All of this death and destruction was wrought through the decision of one man, Alexander, who decided that his own fame and glory were worth more than the lives of those who had to die in his realization of his vanities. The average person probably cannot name anyone from Alexander’s army other than the conquering King himself. Anyone else who fought alongside Alexander was forced to give up their lives and die in battle or dedicate themselves to a life of conquering in destruction, all in return for a life lived in anonymity, and that is to say nothing of the hundreds of thousands from the other sides, who became mere statistics of the vanquished enemy in Alexander’s selfish quest for glory. Not that the achievement of posthumous fame would matter anything to the dead. 

The conquest of the world is impressive, but it is not admirable, and it certainly is not great. As a man, Alexander was deeply flawed. He was hopelessly incapable of controlling his temper or his impulses, as he repeatedly drank to excess, and on one such occasion killed his best friend and rumored lover, Hephaestion. Looking back to the inception of Alexander’s quest for conquest, we see a young man completely engulfed in an inferiority complex, desperately struggling to step out of his father’s shadow. He was ultimately successful in this aim but the expense was the loss of uncountable lives while he himself developed paranoia and stress that ultimately contributed his early demise. In his latter years he became extremely mistrusting of anyone and everyone, isolating himself from his oldest and closest confidants, and spending his final months obsessing over the fact that he might one day lose his power. It would be wrong to say that he successfully managed this great empire of his, as it quickly dissolved into several smaller empires taken over by his remaining generals, demonstrating a complete selfishness on the part of Alexander who couldn’t even be bothered to plan for a future in which he himself would cease to exist. 

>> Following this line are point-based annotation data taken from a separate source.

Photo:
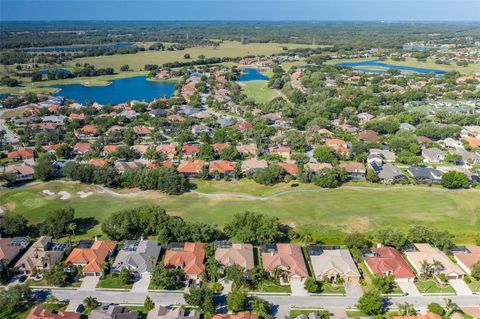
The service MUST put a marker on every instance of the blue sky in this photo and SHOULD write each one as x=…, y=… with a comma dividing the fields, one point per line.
x=371, y=10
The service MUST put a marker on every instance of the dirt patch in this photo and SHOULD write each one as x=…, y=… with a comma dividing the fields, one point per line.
x=84, y=194
x=64, y=195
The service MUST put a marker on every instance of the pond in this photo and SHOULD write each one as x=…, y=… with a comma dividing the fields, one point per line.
x=79, y=47
x=251, y=74
x=363, y=66
x=119, y=91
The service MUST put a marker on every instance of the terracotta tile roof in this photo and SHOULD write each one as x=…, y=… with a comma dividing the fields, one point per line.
x=191, y=166
x=290, y=168
x=190, y=149
x=42, y=313
x=288, y=256
x=82, y=147
x=389, y=260
x=222, y=167
x=92, y=258
x=190, y=258
x=88, y=129
x=240, y=315
x=23, y=153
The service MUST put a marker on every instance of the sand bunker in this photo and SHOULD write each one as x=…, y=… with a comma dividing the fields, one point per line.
x=48, y=192
x=84, y=194
x=64, y=195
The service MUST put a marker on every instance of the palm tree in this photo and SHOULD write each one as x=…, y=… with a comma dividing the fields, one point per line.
x=261, y=308
x=451, y=308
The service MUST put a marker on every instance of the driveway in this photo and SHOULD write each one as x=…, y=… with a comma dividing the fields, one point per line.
x=142, y=284
x=353, y=289
x=460, y=287
x=89, y=283
x=297, y=287
x=409, y=288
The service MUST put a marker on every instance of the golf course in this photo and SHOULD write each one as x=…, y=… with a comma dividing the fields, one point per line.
x=326, y=213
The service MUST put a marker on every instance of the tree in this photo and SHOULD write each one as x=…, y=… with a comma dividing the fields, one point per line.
x=455, y=180
x=91, y=302
x=148, y=304
x=44, y=170
x=56, y=275
x=254, y=228
x=237, y=301
x=325, y=154
x=261, y=307
x=371, y=303
x=202, y=298
x=311, y=285
x=476, y=271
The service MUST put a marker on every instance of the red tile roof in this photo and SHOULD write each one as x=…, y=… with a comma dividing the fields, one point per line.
x=389, y=260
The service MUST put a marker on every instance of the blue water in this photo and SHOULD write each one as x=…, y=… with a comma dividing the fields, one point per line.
x=387, y=66
x=251, y=74
x=78, y=47
x=119, y=91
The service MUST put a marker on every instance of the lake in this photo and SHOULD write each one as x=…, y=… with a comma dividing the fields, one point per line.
x=375, y=63
x=119, y=91
x=79, y=47
x=251, y=74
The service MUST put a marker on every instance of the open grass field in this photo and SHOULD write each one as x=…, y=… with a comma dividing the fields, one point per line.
x=327, y=213
x=259, y=91
x=226, y=49
x=470, y=69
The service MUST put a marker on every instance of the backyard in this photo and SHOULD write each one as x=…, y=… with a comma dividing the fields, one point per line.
x=305, y=207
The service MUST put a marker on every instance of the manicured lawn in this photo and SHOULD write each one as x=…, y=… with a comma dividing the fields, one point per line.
x=259, y=91
x=327, y=288
x=113, y=282
x=430, y=286
x=327, y=213
x=271, y=287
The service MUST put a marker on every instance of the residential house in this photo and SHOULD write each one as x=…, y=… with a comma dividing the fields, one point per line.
x=467, y=258
x=20, y=172
x=191, y=168
x=253, y=165
x=82, y=148
x=38, y=312
x=188, y=256
x=20, y=154
x=91, y=256
x=229, y=254
x=247, y=149
x=290, y=168
x=425, y=253
x=221, y=167
x=42, y=255
x=161, y=312
x=386, y=261
x=433, y=155
x=114, y=312
x=239, y=315
x=355, y=171
x=331, y=262
x=287, y=257
x=425, y=174
x=282, y=151
x=138, y=256
x=11, y=247
x=368, y=136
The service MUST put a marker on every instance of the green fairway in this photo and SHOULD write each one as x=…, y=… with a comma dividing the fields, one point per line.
x=259, y=91
x=226, y=49
x=325, y=212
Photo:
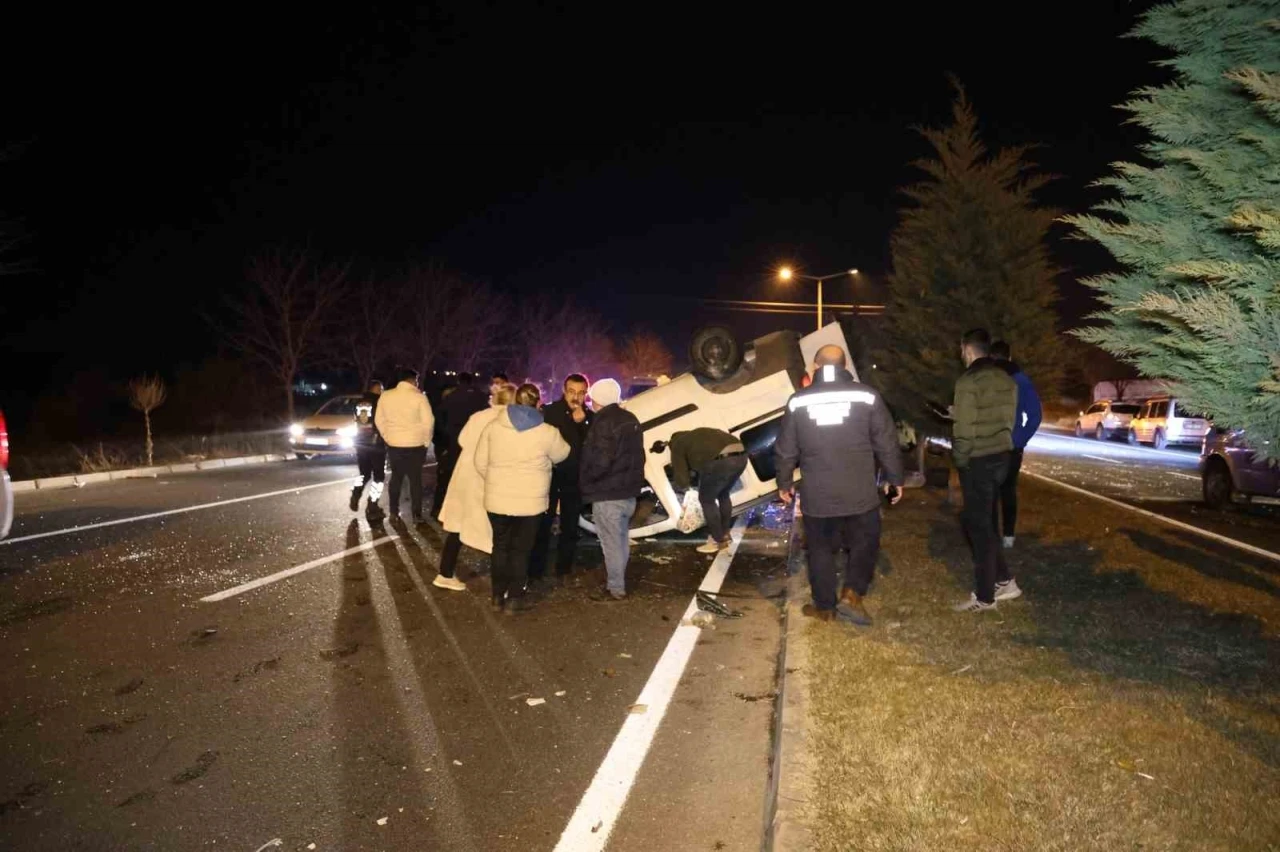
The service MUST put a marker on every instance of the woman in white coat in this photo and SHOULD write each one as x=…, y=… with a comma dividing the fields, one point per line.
x=515, y=457
x=464, y=516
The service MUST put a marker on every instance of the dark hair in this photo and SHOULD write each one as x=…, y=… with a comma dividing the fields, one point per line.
x=978, y=340
x=528, y=394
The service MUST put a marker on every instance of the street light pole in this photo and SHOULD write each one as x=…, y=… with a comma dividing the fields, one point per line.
x=786, y=274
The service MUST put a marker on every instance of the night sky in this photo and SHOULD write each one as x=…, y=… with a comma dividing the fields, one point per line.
x=613, y=154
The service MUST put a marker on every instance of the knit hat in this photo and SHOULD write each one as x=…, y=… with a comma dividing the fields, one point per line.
x=606, y=392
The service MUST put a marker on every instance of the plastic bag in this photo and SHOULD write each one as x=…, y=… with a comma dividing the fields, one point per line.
x=690, y=513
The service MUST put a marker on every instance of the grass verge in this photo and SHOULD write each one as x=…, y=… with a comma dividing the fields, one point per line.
x=1129, y=700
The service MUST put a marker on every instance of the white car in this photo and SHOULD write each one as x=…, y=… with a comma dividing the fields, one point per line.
x=329, y=431
x=1162, y=421
x=746, y=397
x=1106, y=418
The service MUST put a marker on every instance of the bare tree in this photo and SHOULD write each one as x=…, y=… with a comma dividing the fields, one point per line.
x=282, y=315
x=368, y=334
x=146, y=394
x=645, y=355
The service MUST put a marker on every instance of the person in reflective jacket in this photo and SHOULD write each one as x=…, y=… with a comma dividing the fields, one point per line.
x=370, y=454
x=836, y=431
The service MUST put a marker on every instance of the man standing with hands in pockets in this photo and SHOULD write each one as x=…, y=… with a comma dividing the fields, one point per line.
x=836, y=431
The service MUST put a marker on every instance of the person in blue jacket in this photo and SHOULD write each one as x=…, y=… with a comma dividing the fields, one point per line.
x=1025, y=424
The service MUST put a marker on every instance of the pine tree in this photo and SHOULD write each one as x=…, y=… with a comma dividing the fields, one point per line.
x=1197, y=228
x=970, y=252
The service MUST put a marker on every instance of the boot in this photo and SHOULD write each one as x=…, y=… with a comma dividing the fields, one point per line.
x=851, y=608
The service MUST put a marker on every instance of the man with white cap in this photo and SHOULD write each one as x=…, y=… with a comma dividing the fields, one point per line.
x=611, y=476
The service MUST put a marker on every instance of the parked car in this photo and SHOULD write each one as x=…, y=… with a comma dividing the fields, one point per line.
x=329, y=431
x=1106, y=418
x=1229, y=468
x=5, y=485
x=743, y=390
x=1164, y=422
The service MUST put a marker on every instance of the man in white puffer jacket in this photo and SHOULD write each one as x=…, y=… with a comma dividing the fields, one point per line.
x=515, y=456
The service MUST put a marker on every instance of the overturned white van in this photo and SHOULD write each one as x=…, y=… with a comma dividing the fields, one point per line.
x=741, y=390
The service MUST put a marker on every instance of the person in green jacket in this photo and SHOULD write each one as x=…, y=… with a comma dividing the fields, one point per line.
x=982, y=443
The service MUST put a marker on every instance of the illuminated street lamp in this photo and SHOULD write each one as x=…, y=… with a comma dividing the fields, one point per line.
x=786, y=274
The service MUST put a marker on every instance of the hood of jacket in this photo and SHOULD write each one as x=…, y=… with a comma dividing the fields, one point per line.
x=522, y=417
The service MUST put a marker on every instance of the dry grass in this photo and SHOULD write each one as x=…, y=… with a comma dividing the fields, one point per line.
x=1128, y=701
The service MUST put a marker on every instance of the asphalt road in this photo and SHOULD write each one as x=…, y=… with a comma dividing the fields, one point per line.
x=352, y=705
x=1162, y=481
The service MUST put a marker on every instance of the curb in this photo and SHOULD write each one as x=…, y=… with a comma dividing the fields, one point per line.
x=786, y=830
x=80, y=480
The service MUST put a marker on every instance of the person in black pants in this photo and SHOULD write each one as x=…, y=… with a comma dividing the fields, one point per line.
x=718, y=458
x=453, y=413
x=370, y=454
x=405, y=421
x=571, y=416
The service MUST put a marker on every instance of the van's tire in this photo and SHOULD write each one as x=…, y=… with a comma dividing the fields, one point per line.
x=714, y=353
x=1217, y=485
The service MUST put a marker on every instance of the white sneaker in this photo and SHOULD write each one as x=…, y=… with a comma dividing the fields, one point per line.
x=974, y=605
x=1008, y=590
x=452, y=583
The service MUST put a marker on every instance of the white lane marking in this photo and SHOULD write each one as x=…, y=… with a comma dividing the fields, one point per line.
x=168, y=512
x=296, y=569
x=1101, y=458
x=600, y=806
x=1189, y=527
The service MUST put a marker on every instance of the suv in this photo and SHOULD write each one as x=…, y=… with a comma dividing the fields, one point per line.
x=1162, y=421
x=1105, y=418
x=1228, y=467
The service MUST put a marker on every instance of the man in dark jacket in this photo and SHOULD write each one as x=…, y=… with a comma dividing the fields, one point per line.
x=718, y=458
x=452, y=415
x=611, y=476
x=1025, y=422
x=836, y=431
x=982, y=440
x=370, y=454
x=571, y=416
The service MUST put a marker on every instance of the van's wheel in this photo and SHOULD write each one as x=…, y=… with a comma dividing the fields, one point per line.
x=714, y=353
x=1217, y=485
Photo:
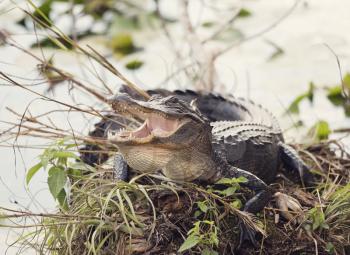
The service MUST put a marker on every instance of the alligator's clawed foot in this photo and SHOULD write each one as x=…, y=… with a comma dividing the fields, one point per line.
x=120, y=167
x=247, y=235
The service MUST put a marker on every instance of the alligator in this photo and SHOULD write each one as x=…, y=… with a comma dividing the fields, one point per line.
x=194, y=136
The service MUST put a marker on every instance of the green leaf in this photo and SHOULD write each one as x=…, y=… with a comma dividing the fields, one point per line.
x=231, y=181
x=46, y=157
x=122, y=44
x=236, y=204
x=56, y=181
x=134, y=64
x=64, y=154
x=62, y=199
x=32, y=171
x=330, y=248
x=244, y=13
x=208, y=24
x=320, y=130
x=190, y=242
x=209, y=252
x=229, y=191
x=224, y=181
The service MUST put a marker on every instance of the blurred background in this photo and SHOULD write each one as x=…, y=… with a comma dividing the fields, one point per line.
x=293, y=57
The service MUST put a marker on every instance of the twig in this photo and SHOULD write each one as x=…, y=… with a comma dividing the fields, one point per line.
x=260, y=33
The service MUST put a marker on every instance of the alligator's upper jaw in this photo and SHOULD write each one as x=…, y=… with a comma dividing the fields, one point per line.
x=154, y=125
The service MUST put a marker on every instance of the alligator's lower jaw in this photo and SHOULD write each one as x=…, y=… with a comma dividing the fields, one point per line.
x=155, y=125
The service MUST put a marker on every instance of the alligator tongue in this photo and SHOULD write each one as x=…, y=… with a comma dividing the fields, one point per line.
x=155, y=124
x=142, y=131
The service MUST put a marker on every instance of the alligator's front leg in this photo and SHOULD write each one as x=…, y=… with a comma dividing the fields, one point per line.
x=120, y=167
x=263, y=194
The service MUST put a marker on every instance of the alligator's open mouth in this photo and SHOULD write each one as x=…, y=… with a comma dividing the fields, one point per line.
x=154, y=125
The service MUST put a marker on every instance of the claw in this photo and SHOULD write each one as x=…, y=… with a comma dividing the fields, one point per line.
x=290, y=208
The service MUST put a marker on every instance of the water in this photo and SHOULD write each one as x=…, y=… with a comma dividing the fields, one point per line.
x=245, y=70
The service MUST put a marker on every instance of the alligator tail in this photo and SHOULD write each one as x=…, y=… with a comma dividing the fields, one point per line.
x=292, y=162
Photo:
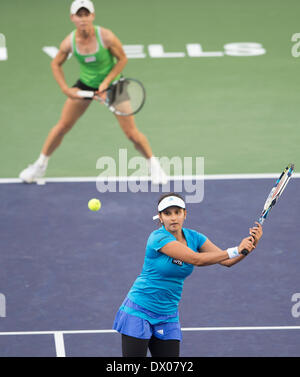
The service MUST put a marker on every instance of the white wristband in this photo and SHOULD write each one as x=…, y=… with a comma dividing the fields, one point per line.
x=233, y=252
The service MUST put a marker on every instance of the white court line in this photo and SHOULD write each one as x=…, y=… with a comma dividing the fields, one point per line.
x=59, y=344
x=207, y=177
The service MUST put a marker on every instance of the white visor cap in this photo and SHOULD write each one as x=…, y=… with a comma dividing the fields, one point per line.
x=77, y=4
x=169, y=201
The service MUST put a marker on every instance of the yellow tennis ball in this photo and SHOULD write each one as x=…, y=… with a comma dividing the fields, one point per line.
x=94, y=204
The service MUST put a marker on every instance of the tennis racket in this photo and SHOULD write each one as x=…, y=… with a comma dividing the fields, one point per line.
x=124, y=97
x=274, y=194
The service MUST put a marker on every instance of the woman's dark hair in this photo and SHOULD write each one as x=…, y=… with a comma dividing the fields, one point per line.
x=170, y=194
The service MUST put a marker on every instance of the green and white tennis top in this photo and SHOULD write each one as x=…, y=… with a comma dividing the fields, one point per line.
x=94, y=67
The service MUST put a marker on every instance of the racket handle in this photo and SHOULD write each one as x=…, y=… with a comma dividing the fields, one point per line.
x=86, y=93
x=245, y=252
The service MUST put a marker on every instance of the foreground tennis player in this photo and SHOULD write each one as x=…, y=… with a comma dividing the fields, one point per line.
x=101, y=58
x=148, y=317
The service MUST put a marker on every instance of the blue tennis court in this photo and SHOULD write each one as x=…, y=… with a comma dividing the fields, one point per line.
x=65, y=270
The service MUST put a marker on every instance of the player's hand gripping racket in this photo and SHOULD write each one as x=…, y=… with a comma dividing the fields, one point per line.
x=274, y=194
x=123, y=97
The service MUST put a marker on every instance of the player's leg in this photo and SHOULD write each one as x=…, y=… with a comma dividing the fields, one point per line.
x=71, y=112
x=134, y=347
x=141, y=143
x=164, y=348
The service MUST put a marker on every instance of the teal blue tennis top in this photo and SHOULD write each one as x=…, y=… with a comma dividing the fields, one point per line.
x=159, y=286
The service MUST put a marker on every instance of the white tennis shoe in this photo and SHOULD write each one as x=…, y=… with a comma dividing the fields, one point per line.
x=33, y=172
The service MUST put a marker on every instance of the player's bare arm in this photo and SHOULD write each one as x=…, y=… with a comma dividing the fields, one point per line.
x=210, y=247
x=111, y=42
x=58, y=73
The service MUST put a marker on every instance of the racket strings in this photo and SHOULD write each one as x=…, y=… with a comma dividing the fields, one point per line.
x=127, y=97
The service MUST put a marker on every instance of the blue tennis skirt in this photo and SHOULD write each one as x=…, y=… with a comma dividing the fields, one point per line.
x=134, y=320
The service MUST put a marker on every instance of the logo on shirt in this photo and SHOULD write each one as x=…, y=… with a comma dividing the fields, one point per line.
x=178, y=262
x=90, y=59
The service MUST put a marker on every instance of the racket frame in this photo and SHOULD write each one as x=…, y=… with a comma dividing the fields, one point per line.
x=87, y=94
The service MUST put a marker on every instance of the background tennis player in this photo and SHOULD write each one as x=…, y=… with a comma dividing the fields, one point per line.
x=148, y=317
x=101, y=58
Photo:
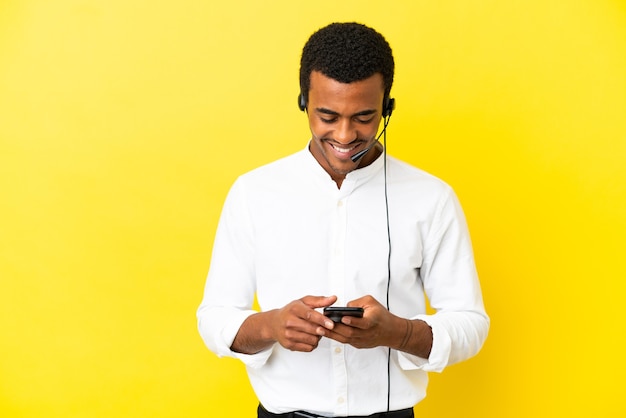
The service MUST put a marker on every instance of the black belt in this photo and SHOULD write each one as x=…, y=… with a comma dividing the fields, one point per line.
x=403, y=413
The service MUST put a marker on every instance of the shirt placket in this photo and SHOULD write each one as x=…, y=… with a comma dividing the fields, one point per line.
x=337, y=280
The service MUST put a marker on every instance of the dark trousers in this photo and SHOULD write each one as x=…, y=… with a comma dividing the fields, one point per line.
x=404, y=413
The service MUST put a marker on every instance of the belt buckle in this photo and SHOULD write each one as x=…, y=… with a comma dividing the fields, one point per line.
x=303, y=414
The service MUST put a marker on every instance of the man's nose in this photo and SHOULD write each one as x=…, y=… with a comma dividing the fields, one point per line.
x=345, y=132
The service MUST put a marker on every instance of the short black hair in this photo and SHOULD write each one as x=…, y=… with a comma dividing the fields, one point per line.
x=346, y=52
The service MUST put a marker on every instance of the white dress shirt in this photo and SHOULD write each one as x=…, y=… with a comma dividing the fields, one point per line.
x=287, y=231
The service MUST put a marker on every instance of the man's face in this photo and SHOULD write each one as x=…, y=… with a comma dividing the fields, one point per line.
x=344, y=120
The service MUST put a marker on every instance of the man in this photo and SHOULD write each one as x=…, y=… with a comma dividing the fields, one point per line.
x=341, y=223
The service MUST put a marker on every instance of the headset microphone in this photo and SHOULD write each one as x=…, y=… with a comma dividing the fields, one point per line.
x=358, y=155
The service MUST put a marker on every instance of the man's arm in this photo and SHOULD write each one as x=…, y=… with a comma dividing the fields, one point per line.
x=297, y=327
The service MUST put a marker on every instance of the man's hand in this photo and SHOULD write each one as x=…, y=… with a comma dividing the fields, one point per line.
x=297, y=326
x=379, y=327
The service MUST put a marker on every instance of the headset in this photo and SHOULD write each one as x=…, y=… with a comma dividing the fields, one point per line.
x=389, y=104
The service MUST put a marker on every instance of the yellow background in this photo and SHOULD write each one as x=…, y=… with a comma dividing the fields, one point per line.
x=123, y=124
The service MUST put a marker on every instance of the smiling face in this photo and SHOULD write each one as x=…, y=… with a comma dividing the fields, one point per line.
x=344, y=119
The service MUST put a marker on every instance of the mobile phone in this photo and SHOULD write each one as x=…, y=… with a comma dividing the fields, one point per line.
x=335, y=313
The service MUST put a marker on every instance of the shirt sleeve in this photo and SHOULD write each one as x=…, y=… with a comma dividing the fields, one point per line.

I believe that the significance of Alexander’s life is worthy of discussion in the history books, but I would not use the word great unless we are comfortable attributing the same title to other dictators who ruled with an iron fist and conquered vast empires at the expense of anyone who stood in their way. If I were a teacher and taught about Alexander, I would use him as an example of unchecked ego, insecurity, and a complete lack of empathy. There is a passage from a book called “The Virtues of War” by Steven Pressfield that accurately depicts the troubled figure of Alexander. The situation is that Alexander and his generals are crossing a river, but their path is blocked by an old wise man. One of Alexander’s generals shouts at the old man, insisting that he move out of the way of this great man, Alexander. The general says: “this man has conquered the world, what have you done?” The old man responded: “I have conquered the need to conquer the world.” This book is a work of fiction, but I believe the sentiment accurately portrays the type of egomaniac that was Alexander and how a true great man would be content to live a life of peace and anonymity rather than dedicate his life to the pursuit of fame. Years later, the great stoic Emperor Marcus Aurelius, a man whom I believe would be far more deserving of the title “Great”, would say this: “Alexander the Great and his mule driver both died and the same thing happened to both. They were absorbed alike into the life force of the world, or dissolved alike into atoms.” Yes, we still talk about Alexander, while nobody knows his mule driver, but what comfort is that to him now that he is dissolved to atoms. He died afraid, alone, and young, with nobody paying him any attention other than what might they take from him after his passing. I would say that tragic is a far greater description of Alexander’s life than Great. The only reason that I would think to mention him on this blog of happiness is that he is the perfect example of how to live the opposite of a happy life.